Before he came to Richmond, Katz had helped to open a facility at the University of Maine (“which is thriving,” he says) and worked in places like Coral Gables, Fla., launching new venues and presenting concerts. He has a degree in urban studies and went to graduate school to study arts history. But his experience with this particular arts center was a real education, he says — in dealing with politics and power.
“One of my biggest mistakes was in not realizing earlier that this was all about real estate, and money and power ... and not serving the community's greater need,” he says. “If we were serving the greater need, we would have fixed the schools and the sewers and the streets and the other pressing problems first. Because the citizens are more concerned about those issues than in seeing a performance.”
That aside, with the building he once operated on the verge of reopening, Katz says he's relieved that the Carpenter — “I still can't call it the Carpenter Theatre,” he says — will be renovated: “It is going to be a wonderful thing.”
“It's going to be more comfortable for the performer and the audiences, it's going to be bright and shiny and freshly painted, everything is going to work, there will be no small electrical fires in the middle of the show,” he says, laughing. “It should be state of the art and it should be a pleasure to perform in and to experience performers.”
But the new theater's fewer seats are a touchier subject.

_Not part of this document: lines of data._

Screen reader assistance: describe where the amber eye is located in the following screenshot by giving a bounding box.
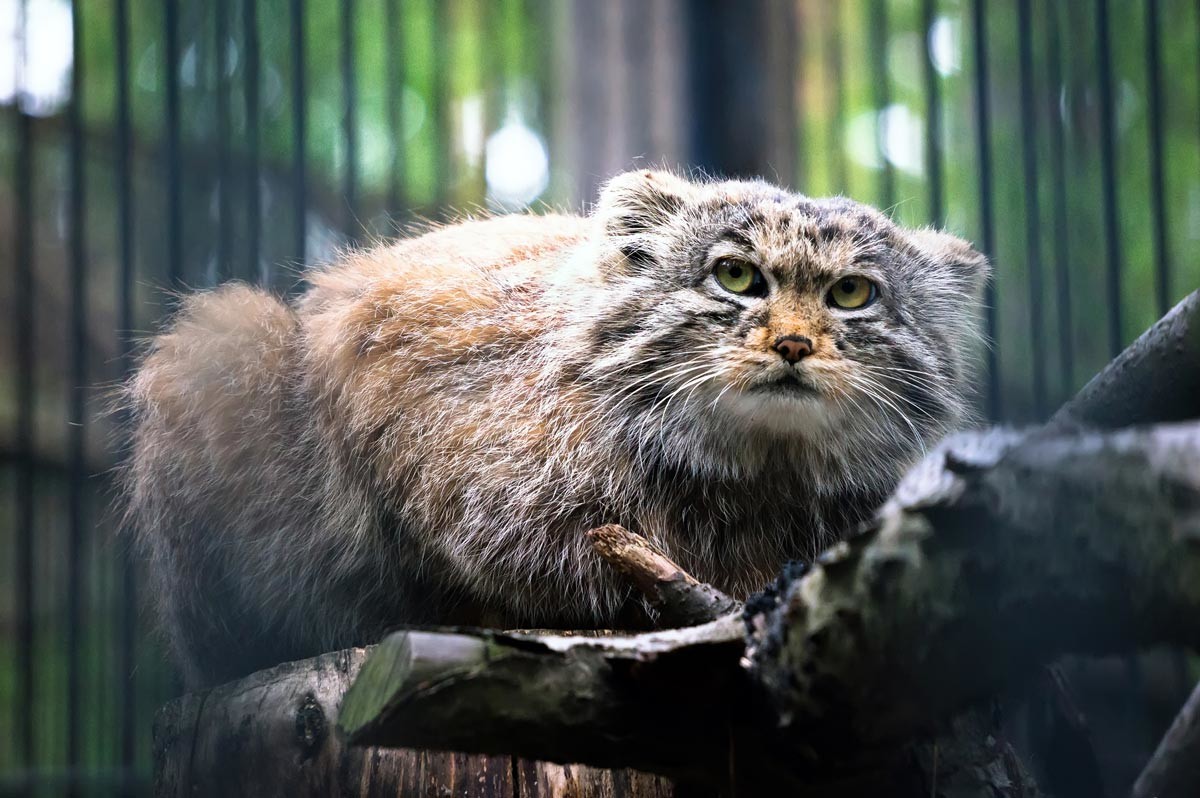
[829,277,878,311]
[713,258,767,294]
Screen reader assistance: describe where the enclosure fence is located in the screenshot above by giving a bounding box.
[0,0,1200,794]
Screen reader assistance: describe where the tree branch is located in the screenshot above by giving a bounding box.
[1050,290,1200,428]
[588,523,742,629]
[342,425,1200,779]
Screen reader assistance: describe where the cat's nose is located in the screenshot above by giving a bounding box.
[770,335,812,362]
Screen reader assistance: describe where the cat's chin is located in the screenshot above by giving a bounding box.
[721,379,836,437]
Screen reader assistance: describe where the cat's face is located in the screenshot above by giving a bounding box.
[593,172,988,448]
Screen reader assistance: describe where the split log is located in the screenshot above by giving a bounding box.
[342,424,1200,782]
[154,648,674,798]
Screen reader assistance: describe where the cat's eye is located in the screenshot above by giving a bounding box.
[829,277,878,311]
[713,258,767,294]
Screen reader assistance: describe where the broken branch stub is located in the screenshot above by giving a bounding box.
[588,523,742,629]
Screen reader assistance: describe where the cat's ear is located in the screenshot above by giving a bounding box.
[595,169,696,264]
[908,228,991,296]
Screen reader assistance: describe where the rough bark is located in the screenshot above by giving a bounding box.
[342,424,1200,794]
[588,523,742,629]
[1050,290,1200,428]
[154,648,674,798]
[338,617,744,775]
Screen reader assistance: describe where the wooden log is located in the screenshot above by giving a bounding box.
[343,424,1200,794]
[154,648,674,798]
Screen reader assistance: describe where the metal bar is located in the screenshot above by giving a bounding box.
[1043,2,1075,398]
[971,0,1002,421]
[1096,0,1122,356]
[430,0,456,208]
[868,0,896,214]
[208,0,233,286]
[1016,0,1046,419]
[290,0,308,268]
[779,2,811,191]
[341,0,357,241]
[384,0,404,218]
[822,2,850,193]
[13,0,35,768]
[66,0,88,796]
[241,0,260,286]
[920,0,946,226]
[1146,0,1171,316]
[112,0,136,793]
[163,0,184,288]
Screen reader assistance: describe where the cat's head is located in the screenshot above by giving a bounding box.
[589,170,988,463]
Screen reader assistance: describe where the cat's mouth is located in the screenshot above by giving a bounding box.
[755,370,821,397]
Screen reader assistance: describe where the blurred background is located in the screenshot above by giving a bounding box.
[0,0,1200,794]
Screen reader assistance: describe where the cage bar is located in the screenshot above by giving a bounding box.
[1096,0,1124,356]
[241,0,260,286]
[66,0,90,796]
[289,0,308,268]
[338,0,357,241]
[1016,0,1046,419]
[971,0,1003,421]
[1145,0,1171,316]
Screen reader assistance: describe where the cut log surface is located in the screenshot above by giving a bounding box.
[154,648,676,798]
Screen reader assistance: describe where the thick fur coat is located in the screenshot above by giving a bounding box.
[125,172,986,686]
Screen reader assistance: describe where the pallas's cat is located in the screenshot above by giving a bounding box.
[125,172,988,686]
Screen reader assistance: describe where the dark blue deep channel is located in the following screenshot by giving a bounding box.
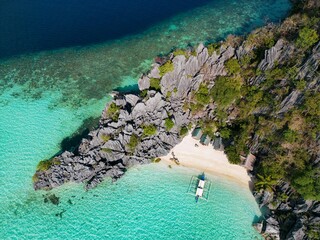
[0,0,212,58]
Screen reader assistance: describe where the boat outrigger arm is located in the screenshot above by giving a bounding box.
[188,173,211,202]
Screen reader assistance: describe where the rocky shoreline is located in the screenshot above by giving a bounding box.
[34,2,320,239]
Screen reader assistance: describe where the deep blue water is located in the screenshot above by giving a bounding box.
[0,0,212,58]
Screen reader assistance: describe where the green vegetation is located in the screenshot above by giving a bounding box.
[150,78,161,91]
[32,173,39,183]
[164,118,174,131]
[107,102,120,122]
[37,158,61,172]
[297,27,319,49]
[184,0,320,200]
[207,43,221,56]
[101,134,111,142]
[195,84,211,105]
[211,77,242,109]
[101,148,112,153]
[127,134,140,152]
[140,89,148,98]
[151,158,161,163]
[225,58,241,74]
[179,126,189,137]
[159,61,174,77]
[142,125,157,137]
[173,49,188,58]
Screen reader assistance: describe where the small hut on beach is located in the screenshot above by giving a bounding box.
[244,153,256,171]
[192,127,202,140]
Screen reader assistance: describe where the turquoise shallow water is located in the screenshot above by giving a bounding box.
[2,164,260,240]
[0,0,289,239]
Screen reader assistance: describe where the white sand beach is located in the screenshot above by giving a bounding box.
[161,133,250,187]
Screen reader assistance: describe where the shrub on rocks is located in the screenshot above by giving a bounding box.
[159,61,174,77]
[164,118,174,131]
[142,125,157,137]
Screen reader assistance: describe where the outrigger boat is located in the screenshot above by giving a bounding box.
[188,173,211,202]
[195,173,206,202]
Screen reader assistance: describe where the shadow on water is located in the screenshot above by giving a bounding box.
[0,0,212,58]
[57,116,100,154]
[114,84,140,94]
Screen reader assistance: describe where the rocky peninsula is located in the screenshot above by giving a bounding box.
[33,0,320,239]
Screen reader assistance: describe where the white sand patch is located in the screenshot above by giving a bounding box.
[161,133,250,187]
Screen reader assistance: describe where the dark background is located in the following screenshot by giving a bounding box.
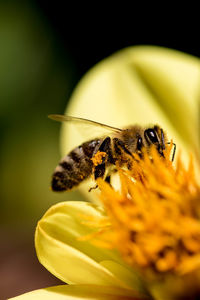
[0,0,200,299]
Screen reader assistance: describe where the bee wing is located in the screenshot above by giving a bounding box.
[48,114,122,140]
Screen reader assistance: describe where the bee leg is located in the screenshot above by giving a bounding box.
[94,137,114,180]
[105,175,110,184]
[88,184,98,193]
[113,138,133,158]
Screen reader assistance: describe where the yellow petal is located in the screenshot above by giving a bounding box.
[9,285,142,300]
[35,202,137,287]
[61,46,200,200]
[101,260,144,294]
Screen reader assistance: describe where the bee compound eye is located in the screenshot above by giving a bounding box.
[137,136,142,150]
[144,128,159,144]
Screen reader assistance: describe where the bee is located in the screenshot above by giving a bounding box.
[49,115,176,192]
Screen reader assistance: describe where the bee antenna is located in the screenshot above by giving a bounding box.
[167,142,176,161]
[161,128,165,149]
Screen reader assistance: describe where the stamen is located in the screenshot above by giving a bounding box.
[95,142,200,274]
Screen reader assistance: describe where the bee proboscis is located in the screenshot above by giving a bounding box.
[49,115,176,192]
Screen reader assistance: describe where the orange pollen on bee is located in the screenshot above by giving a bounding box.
[91,151,106,167]
[94,143,200,274]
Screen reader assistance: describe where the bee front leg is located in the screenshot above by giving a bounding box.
[113,138,133,158]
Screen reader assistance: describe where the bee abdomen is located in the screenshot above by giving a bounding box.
[52,140,100,192]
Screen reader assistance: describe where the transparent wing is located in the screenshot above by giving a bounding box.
[48,115,122,140]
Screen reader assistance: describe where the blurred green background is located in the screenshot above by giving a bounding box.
[0,0,199,299]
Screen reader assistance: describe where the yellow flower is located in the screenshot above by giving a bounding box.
[10,47,200,300]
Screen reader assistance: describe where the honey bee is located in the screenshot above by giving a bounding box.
[49,115,176,192]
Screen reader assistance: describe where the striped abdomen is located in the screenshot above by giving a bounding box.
[51,139,101,192]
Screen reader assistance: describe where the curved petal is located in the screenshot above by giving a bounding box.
[12,285,144,300]
[100,260,145,294]
[35,202,141,288]
[61,46,200,198]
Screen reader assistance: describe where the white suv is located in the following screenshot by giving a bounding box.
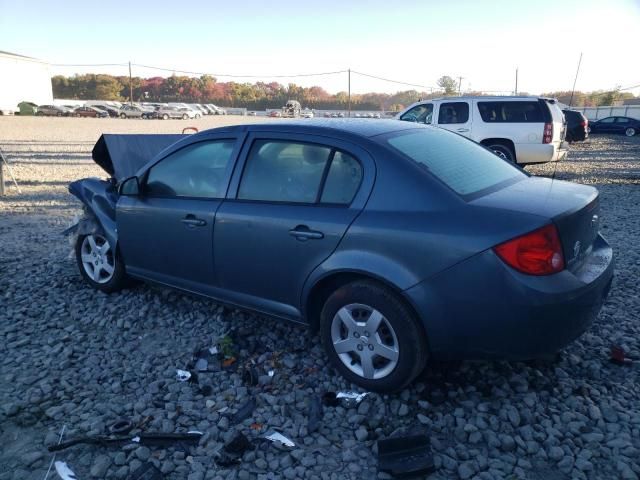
[396,97,567,164]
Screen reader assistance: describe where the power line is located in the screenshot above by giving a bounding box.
[131,63,347,78]
[351,70,435,91]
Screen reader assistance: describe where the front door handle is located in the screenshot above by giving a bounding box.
[289,225,324,241]
[181,213,207,228]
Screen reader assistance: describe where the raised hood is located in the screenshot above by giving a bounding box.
[91,133,186,182]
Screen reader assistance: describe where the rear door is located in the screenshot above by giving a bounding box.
[116,135,237,293]
[214,132,375,319]
[437,101,472,137]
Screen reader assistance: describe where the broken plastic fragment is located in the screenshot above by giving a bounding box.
[336,392,369,405]
[264,432,296,447]
[196,358,209,372]
[54,461,76,480]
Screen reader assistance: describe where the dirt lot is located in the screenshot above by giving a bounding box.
[0,116,640,480]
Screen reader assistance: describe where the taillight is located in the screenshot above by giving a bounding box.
[542,123,553,143]
[493,224,564,275]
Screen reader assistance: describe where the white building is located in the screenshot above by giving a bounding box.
[0,51,53,115]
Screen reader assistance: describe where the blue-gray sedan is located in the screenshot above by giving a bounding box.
[70,119,613,391]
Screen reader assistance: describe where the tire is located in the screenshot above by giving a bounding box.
[75,233,127,293]
[320,281,428,392]
[487,143,516,163]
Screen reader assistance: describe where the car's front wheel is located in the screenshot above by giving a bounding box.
[76,233,126,293]
[320,281,427,392]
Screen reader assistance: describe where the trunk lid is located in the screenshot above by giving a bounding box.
[471,177,600,271]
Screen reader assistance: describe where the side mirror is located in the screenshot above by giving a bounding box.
[118,177,140,197]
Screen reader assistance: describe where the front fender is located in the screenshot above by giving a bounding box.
[69,178,118,248]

When Katz was on the building committee, he says he argued against it. “Show business is all about the gross potential of what a show can deliver at the box office,” he says. “And by cutting out [200 seats — the renovated Carpenter seats about 1,800] at an average price of $50, that's the difference between having certain shows of a certain quality and not having them. ... that includes most Broadway productions.”
The presence of the National, a performance venue catty-cornered from CenterStage, complicates things even further. “Willie Nelson, Rusted Root — some of these other shows I put on in the '90s will now play at the National,” Katz says. That “takes away a segment of the market that was very profitable when I was at the Carpenter Center.”
Katz, who works with legal nonprofits, says he's optimistic nonetheless. “I hope this project is successful,” he says. “I know that it will have a great honeymoon period because everybody will want to see what's happened. But they have to deliver on their promises now. There has to be good close parking and restaurants and all that kind of stuff. At the end of the day, to me, I don't care if you are in a barn in an ‘Our Gang’ comedy or the finest performing arts center in the world, what happens on the stage when the lights go down is what's really important.” S
Words of Advice
Suggestions for success at CenterStage from the Carpenter Center's former director.
1. Find a leader — “one voice that will put forward some kind of vision to the community,” he says. “No one seems to have emerged.”
2. Add more arts reps to the foundation board. “You absolutely need arts and cultural voices on a board of directors to be able to provide some practical, ongoing dialogue. ... to question out-of-town consultants' views of what they think might be good.”
3. Be transparent. “If you are truly engaging the community, and if you are using the taxpayers' dollars, you have an obligation to tell them how they are being spent.”
4. Set realistic expectations in the community. “[Venue manager] SMG has to hand hold and walk community groups and others through the ‘How much can you afford to lose on this show?’ conversation. I used to call that the No. 1 lesson [of presenting shows].”
5. Raise lots of money. “Ticket sales don't support any of the high arts, whether they are the performing arts or the museums. … So they have to raise money from the beginning to stay alive.”